02/02/2009
- Os invasores foram encontrados em 25 de janeiro
último no Rio Couto de Magalhães e
a Polícia Federal e a Funai foram avisadas.
Como ainda não foram tomadas providências,
os Yanomami ameaçam expulsá-los com
seus métodos e armas tradicionais. As tensões
na região vêm se agravando desde 21
de janeiro quando um líder Ye'kuana foi morto
e seu filho ferido a bala por um grupo de garimpeiros.
Alguns dias depois de um grupo
de garimpeiros ter assassinado a tiros o tuxaua
Ye'kuana Luiz Vicente Carton e ter ferido a bala
seu filho Ronildo Luiz Carton na comunidade São
Luiz do Arame, em Alto Alegre, índios Yanomami
da comunidade Remohipi, região do Paapiu,
na TI Yanomami, encontraram três garimpeiros
no Rio Couto de Magalhães.

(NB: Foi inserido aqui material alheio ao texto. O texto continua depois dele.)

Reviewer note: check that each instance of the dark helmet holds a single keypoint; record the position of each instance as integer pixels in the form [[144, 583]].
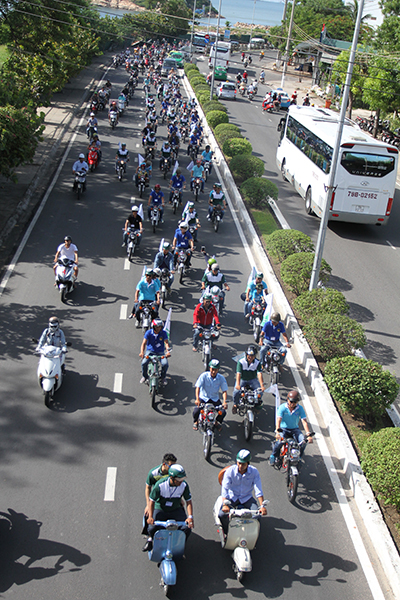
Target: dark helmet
[[293, 396], [243, 456]]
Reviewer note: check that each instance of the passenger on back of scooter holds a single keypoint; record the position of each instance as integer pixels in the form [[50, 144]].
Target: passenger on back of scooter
[[135, 222], [54, 336], [238, 485], [67, 250], [249, 373], [270, 337], [166, 499], [156, 342]]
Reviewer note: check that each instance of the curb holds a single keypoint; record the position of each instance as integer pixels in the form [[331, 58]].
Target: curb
[[361, 491]]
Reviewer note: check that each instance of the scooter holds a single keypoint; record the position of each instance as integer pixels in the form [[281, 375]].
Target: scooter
[[50, 370], [168, 547], [65, 277], [243, 532]]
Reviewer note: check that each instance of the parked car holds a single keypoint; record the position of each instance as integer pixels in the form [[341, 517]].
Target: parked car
[[227, 90], [168, 64]]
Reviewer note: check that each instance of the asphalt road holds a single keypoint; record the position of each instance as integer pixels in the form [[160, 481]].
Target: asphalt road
[[67, 542], [364, 258]]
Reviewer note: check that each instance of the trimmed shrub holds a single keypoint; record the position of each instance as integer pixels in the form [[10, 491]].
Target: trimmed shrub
[[321, 300], [380, 463], [284, 242], [236, 146], [256, 190], [244, 167], [230, 135], [334, 335], [215, 117], [226, 127], [296, 271], [361, 387], [214, 105]]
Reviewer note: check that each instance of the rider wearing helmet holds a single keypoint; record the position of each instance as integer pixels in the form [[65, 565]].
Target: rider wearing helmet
[[207, 388], [147, 292], [205, 315], [288, 417], [270, 337], [54, 336], [156, 198], [183, 240], [249, 374], [135, 222], [217, 198], [239, 483], [67, 250], [165, 260], [155, 342], [166, 502]]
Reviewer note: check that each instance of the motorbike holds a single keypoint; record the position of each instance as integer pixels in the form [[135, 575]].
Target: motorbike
[[155, 217], [133, 238], [207, 425], [175, 200], [65, 277], [120, 168], [289, 461], [93, 159], [243, 532], [196, 188], [165, 286], [142, 184], [113, 119], [249, 402], [272, 362], [79, 184], [154, 374], [208, 335], [255, 318], [168, 547], [181, 267], [216, 217], [50, 371]]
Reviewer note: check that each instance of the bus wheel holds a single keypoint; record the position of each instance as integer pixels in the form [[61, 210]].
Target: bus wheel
[[309, 210]]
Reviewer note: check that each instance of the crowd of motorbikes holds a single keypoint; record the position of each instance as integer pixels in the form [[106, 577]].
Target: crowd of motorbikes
[[244, 525]]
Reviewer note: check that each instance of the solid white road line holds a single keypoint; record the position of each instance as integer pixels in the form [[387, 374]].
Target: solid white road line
[[117, 389], [111, 480]]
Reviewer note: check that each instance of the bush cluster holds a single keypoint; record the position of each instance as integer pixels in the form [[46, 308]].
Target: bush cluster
[[380, 463], [361, 387], [285, 242]]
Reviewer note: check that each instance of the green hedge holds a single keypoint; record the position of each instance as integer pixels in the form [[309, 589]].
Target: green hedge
[[381, 465], [236, 146], [215, 117], [243, 166], [284, 242], [256, 190], [321, 300], [296, 271], [214, 105], [361, 387]]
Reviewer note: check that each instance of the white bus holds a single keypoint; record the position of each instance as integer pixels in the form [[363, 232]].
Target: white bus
[[223, 50], [365, 179]]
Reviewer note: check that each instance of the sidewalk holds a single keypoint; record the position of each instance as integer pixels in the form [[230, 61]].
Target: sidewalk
[[19, 201]]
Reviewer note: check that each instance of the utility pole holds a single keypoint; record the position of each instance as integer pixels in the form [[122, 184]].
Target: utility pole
[[330, 187], [286, 57]]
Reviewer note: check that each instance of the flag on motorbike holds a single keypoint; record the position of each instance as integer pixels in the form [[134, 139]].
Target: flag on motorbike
[[268, 309], [167, 325]]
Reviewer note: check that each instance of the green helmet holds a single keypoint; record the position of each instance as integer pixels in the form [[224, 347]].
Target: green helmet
[[177, 471], [243, 456]]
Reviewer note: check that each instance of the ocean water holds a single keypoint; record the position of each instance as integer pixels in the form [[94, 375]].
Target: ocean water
[[266, 12]]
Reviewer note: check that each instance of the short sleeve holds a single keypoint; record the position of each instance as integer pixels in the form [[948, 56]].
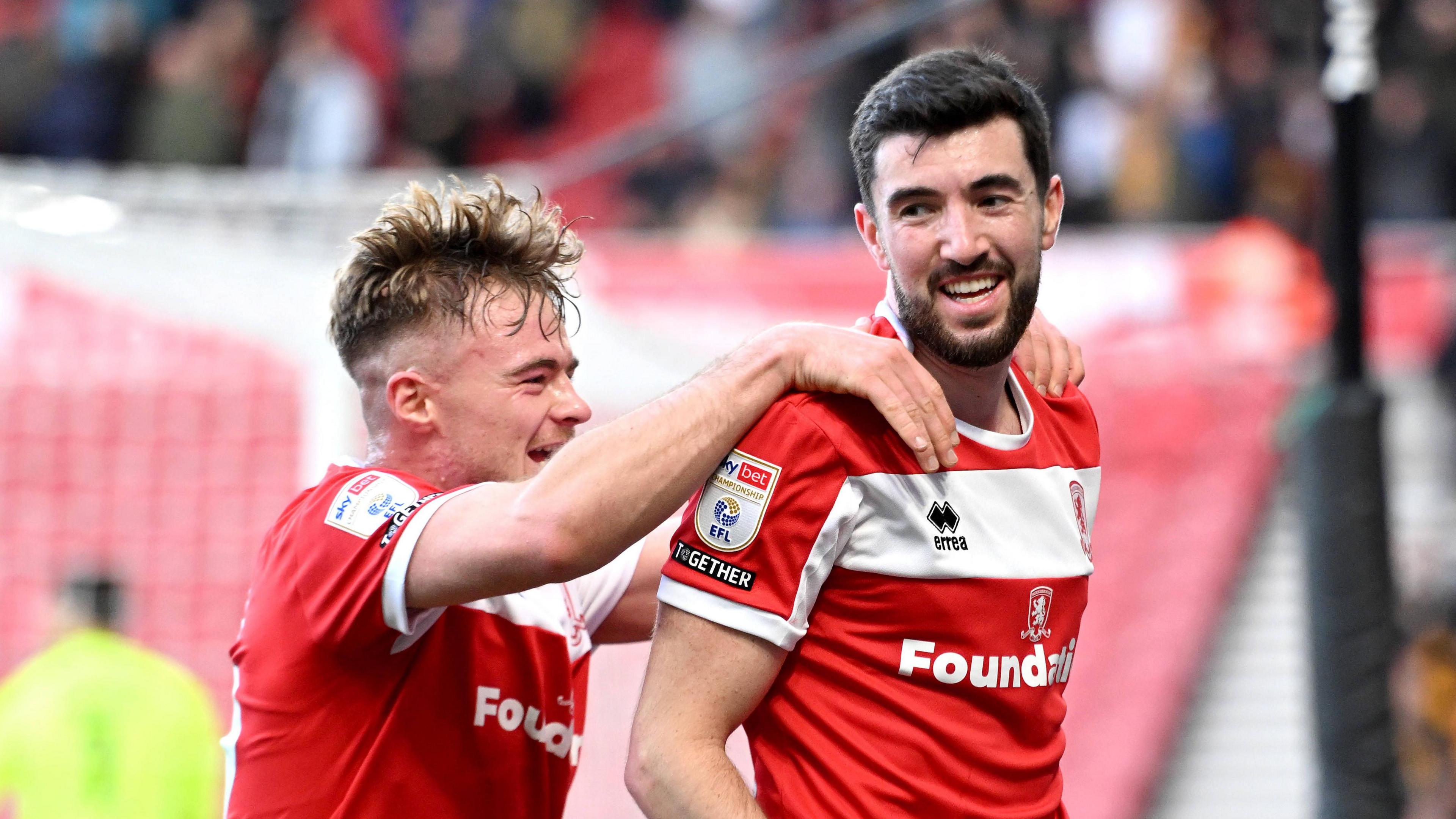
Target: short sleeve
[[762, 537], [350, 547], [598, 594]]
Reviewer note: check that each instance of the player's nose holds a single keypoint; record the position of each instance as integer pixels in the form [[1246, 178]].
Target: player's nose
[[570, 407], [962, 237]]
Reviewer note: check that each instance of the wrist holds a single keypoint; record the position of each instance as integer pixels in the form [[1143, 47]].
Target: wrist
[[774, 355]]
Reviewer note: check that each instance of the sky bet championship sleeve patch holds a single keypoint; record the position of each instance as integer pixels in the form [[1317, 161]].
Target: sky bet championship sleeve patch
[[734, 500], [367, 502], [705, 563]]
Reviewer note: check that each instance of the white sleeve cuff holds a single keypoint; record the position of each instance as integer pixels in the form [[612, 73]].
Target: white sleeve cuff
[[727, 613], [410, 624]]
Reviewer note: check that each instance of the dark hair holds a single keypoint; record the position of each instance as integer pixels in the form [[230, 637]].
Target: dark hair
[[95, 596], [941, 93]]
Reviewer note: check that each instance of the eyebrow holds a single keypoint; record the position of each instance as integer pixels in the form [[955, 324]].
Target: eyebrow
[[902, 195], [996, 181], [989, 181], [545, 362]]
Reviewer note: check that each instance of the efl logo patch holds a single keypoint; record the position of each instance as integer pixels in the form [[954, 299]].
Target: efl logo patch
[[363, 506], [734, 500], [705, 563]]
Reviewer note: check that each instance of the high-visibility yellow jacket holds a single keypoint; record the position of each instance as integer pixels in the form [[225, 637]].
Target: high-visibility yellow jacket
[[101, 728]]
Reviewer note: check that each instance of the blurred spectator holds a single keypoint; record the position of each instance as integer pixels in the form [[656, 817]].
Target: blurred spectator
[[1215, 113], [318, 110], [190, 113], [100, 728], [100, 44], [1409, 174]]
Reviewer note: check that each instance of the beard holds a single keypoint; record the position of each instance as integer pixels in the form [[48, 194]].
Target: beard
[[981, 350]]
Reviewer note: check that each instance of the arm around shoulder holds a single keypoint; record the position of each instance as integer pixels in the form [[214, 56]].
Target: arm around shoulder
[[702, 682]]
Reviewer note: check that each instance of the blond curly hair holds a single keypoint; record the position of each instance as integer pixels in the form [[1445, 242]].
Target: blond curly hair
[[443, 257]]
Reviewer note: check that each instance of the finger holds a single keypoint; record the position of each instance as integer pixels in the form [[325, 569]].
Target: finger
[[897, 409], [1043, 356], [1076, 368], [943, 430], [1026, 358], [1059, 363], [935, 406]]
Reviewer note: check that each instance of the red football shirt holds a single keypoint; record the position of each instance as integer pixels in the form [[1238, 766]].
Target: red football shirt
[[931, 620], [347, 704]]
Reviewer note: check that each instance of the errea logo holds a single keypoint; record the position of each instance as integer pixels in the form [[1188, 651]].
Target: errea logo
[[946, 519]]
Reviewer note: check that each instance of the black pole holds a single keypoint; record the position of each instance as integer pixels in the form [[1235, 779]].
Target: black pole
[[1341, 475]]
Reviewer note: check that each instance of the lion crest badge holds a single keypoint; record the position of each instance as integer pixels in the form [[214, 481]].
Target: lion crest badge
[[1079, 509], [1039, 613]]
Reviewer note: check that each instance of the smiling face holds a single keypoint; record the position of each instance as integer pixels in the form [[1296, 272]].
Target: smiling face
[[960, 226], [497, 404]]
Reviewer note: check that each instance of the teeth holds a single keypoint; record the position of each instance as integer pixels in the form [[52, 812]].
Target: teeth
[[970, 286]]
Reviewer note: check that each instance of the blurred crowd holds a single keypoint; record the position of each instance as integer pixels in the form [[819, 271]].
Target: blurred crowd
[[1164, 110]]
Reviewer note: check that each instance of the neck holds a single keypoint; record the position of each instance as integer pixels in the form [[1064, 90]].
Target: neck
[[976, 395], [426, 460]]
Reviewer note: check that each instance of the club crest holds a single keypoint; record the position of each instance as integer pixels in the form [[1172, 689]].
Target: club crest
[[1039, 613], [1079, 509], [734, 499]]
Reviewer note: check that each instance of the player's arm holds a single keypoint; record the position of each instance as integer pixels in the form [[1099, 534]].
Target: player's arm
[[631, 620], [702, 682], [612, 486]]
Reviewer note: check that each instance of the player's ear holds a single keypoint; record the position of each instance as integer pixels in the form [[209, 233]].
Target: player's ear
[[408, 395], [1052, 213], [870, 232]]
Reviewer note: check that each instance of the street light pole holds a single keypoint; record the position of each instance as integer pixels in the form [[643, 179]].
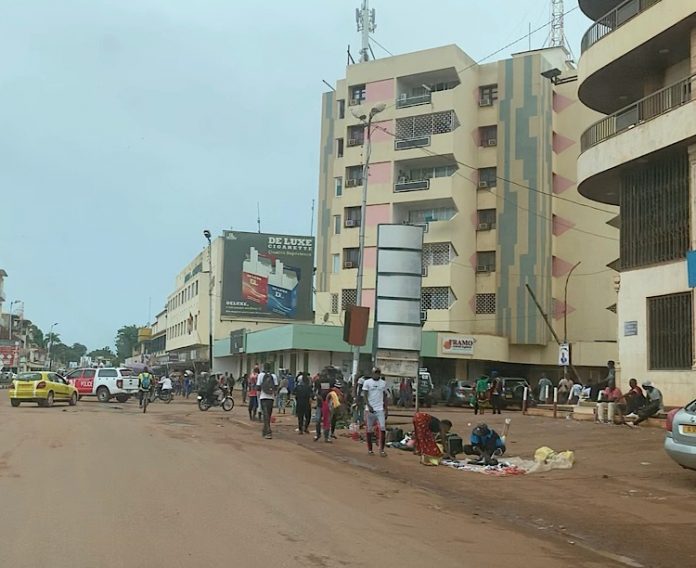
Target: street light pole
[[50, 346], [367, 121], [207, 235]]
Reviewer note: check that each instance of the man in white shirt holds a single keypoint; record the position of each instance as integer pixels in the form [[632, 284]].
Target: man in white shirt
[[375, 391], [267, 384]]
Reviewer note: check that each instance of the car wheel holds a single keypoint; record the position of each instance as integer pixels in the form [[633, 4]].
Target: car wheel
[[103, 394]]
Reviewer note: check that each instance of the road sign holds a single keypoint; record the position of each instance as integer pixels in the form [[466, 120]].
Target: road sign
[[563, 355]]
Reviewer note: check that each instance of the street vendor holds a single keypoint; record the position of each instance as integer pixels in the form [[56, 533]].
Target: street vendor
[[425, 427], [485, 443]]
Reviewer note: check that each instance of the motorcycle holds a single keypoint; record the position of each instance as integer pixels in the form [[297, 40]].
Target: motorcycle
[[205, 401]]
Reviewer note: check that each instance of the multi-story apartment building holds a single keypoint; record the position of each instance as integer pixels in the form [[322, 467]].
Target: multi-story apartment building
[[485, 157], [638, 68]]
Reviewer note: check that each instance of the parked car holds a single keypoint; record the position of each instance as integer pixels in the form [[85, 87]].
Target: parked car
[[42, 387], [105, 383], [460, 393], [680, 441]]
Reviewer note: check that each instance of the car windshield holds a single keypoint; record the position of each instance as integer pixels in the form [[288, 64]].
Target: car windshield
[[29, 377]]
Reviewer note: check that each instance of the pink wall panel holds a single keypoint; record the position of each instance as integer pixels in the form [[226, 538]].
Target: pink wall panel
[[370, 257], [381, 172], [380, 91], [376, 214]]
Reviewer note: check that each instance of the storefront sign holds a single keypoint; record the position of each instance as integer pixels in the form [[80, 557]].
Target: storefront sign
[[458, 345]]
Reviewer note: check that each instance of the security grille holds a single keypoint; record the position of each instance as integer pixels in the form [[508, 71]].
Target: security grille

O fato, ocorrido
em 25 de janeiro último, foi denunciado à
Fundação Nacional do Índio
(Funai) e à Polícia Federal em carta
assinada pela Hutukara – Associação
Yanomami e por habitantes da comunidade Remohipi.
(Leia no final do texto).Cansados de esperar por
uma operação de retirada dos invasores,
os Yanomami ameaçam expulsá-los usando
suas armas e métodos tradicionais.
Os Ye'kuana foram atacados por
terem se recusado a transportar os garimpeiros rio
acima, já que não querem mais dar
apoio a atividades ilegais de garimpo em suas terras.
Depois de uma semana de cerco da Polícia
Federal, os assassinos se entregaram alegando legítima
defesa. De acordo com notícia publicada no
jornal Folha de Boa Vista, empresários roraimenses
estão envolvidos no financiamento do garimpo
na área, e utilizam suas atividades comerciais
para lavar o dinheiro conseguido com as atividades
ilícitas.
Os acontecimentos chamaram a atenção
de organizações internacionais de
apoio aos povos indígenas. Em carta endereçada
ao Ministro da Justiça, Tarso Genro, a Survival
Internacional de Londres se diz alarmada com o avanço
do garimpo e cobra uma atitude firme das autoridades
competentes. Leia a carta na íntegra.
Os Yanomami e seus apoiadores
têm denunciado o aumento das atividades de
garimpo em suas terras desde 2005, sem que nenhuma
ação efetiva tenha sido tomada. Revoltados,
em 19 de setembro de 2008, os Yanomami da região
do Alto Catrimani enviaram carta à Funai
denunciando a presença de cerca de dez balsas
e duas pistas clandestinas na região. Segundo
funcionários do órgão indigenista,
existem hoje aproximadamente três mil garimpeiros
atuando na Terra Indígena Yanomami e ameaçando
a sobrevivência dos índios.
Boa Vista-RR, 29 de janeiro de
2009
+ Mais
Nova denúncia contra o
garimpo ilegal na região Paapiu
No dia 25 de janeiro de 2009 três
Yanomami da Região do Papiu pescavam no Rio
Couto de Magalhães e encontraram três
garimpeiros que se aproximaram buscando amizade
com os Yanomami. Os garimpeiros puxaram com a sua
voadeira a canoa dos Yanomami até o porto
da comunidade Remoripi onde os garimpeiros falaram
que voltariam no dia 27 de janeiro de 2009 para
ir até a pista da Caveira, local muito utilizado
por garimpeiros. Ao perceber que outros Yanomami
se aproximavam do porto, os garimpeiros saíram
rapidamente.
Nós Yanomami da Região
do Paapiu junto com a Hutukara estamos avisando
a FUNAI e a POLICIA FEDERAL para que retirem os
garimpeiros imediatamente se não nós
Yanomami vamos reagir de uma forma tradicional usando
nossas armas como arco e flecha e a nossa força
contra invasores que se encontram na Região.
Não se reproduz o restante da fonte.